For the primary trend to turn bullish, SLV and GLD should jointly break above the secondary (bullish) reaction highs. As a reminder, the secondary reaction closing highs were made on August 27th, 2013. From such highs the market declined without jointly violating the June 27th, 2013 primary bear market lows.


Here I analyzed the primary bear market signal given on December 20, 2012. The primary trend was reconfirmed bearish, as explained here. The secondary trend is bullish (secondary reaction against the primary bearish trend), as explained here.

On a statistical basis the primary bear market for GLD and SLV is getting old. More than one year since the bear market signal was flashed has elapsed. However, I am extremely skeptical as to the predictive power of statistics. I prefer price action to guide me, and the Dow Theory tells me that the primary trend remains bearish until reversed.

Furthermore, the June 27, 2013 lows remain untouched. The longer this situation lasts, the higher the odds that something might be changing. But I wait for the verdict of price action.

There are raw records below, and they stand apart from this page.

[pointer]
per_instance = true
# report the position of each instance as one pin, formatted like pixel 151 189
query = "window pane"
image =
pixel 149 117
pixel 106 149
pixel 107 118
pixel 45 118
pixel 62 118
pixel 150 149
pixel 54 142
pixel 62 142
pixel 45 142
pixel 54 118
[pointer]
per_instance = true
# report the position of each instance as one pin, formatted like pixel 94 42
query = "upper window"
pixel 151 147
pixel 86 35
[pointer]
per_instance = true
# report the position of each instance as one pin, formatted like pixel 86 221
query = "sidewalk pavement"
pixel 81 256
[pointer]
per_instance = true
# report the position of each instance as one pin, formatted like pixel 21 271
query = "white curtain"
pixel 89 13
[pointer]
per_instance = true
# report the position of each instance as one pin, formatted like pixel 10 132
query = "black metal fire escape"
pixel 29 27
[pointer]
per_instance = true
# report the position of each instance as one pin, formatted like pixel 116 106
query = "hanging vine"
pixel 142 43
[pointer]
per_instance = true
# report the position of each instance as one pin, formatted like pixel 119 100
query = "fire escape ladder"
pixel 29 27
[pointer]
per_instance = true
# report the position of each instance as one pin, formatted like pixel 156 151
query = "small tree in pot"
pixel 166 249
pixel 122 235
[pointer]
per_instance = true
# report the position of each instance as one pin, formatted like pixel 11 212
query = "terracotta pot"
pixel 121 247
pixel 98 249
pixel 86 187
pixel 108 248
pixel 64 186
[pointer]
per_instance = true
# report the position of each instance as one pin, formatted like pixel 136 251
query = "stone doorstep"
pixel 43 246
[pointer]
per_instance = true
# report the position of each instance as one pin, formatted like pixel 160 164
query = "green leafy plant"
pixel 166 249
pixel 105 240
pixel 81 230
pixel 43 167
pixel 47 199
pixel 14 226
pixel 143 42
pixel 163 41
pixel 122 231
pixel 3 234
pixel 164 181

As to the gold and silver miners ETFs, SIL and GDX closed down.

I profusely explained that SIL and GDX set up for a primary bull market signal. You can find all the relevant information from a Dow Theory standpoint here.

Please mind that a setup is not the real thing. So the primary trend has not turned bullish yet (or maybe “never”).

The secondary trend is bullish, as explained here. In spite of short term bullish accomplishments, SIL and GLD are not in a primary bull market.

The primary trend for SIL and GDX remains, nonetheless, bearish, as was profusely explained here and here.

The secondary trend is bullish, as explained here. In spite of short term bullish accomplishments, SIL and GLD are not in a primary bull market.

The primary trend for SIL and GDX remains, nonetheless, bearish, as was profusely explained here and here.